Horry County considers stiff new penalties to protect animals

HORRY COUNTY, SC (WMBF) Horry County Officials may be looking to crack down on animal abuse and provide aid to stray animals.

The Horry County Public Safety Department is currently reviewing plans to create stiffer penalties for people convicted of animal abuse crimes, as well as better defining proper animal care.

County Spokeswoman Lisa Bourcier said the goal of the proposed law change is to make sure people know what it means to provide adequate food, shelter and water for domesticated animals.

"The County is...just trying to better define our definitions," Bourcier explained.  "And [also] trying to put in a little heavier penalties as well."

One of the penalties would include the possibility of prohibiting convicted animal abusers from owning a domesticated animal for up to two years.

Conway resident Bobby McDowell, a self proclaimed animal lover, says he believes the county's rules on animal care are vague and in dire need of an update.

"[The ordinance] has no meat, no backbone to it," he stressed. "Which means our [animal control] officers can't do their jobs."

Other ideas being considered by the Public Safety Committee are the prohibition of animal hoarding, creating a low cost spay and neuter program, creating a catch and release spay and neuter plan for stray animals, and requiring all pet owners to implant their pets with I.D. microchips.

Bob Bonsigner, President of the "Sav-R-Cats" animal advocacy group, said he is particularly pleased with the catch and release spay and neuter program, one he is helping county officials develop.

"The trap, neuter, return program...we find very essential to the reduction of the population of [stray] cats," Bonsigner explained.

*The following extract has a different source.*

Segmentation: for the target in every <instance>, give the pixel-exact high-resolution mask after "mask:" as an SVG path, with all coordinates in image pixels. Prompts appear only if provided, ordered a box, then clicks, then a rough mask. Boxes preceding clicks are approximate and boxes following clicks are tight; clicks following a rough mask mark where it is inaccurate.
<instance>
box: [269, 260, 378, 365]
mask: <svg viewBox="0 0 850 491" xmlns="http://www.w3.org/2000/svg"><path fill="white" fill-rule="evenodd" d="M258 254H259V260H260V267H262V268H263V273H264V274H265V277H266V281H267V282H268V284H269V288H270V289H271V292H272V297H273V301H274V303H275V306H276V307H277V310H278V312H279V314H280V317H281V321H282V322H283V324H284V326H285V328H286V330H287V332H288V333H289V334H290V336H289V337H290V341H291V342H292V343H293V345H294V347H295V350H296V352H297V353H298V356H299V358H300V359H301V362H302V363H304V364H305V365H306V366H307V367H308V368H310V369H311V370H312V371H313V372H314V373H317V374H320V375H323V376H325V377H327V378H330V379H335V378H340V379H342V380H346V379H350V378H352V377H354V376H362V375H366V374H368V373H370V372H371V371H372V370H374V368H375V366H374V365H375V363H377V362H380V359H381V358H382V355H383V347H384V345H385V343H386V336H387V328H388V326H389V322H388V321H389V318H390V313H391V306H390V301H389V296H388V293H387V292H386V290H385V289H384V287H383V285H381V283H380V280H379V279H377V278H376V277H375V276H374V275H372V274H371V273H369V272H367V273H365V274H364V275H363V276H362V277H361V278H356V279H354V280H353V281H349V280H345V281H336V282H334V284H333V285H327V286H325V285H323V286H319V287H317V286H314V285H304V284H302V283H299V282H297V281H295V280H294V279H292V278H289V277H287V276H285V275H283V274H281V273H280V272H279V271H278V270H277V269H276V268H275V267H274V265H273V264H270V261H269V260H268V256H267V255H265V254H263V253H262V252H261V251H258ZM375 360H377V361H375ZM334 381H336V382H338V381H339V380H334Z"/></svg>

The County Public Safety Committee will discuss the proposed changes to the county animal ordinance during their next meeting on Feb. 16, and will likely make a recommendation to the Horry County Council to move or not move forward with the plan.

However the county proceeds, McDowell says he believes something needs to be done.

"Regardless of your religious beliefs, we are here to take care of [animals], just like we are here to take care of each other," McDowell said.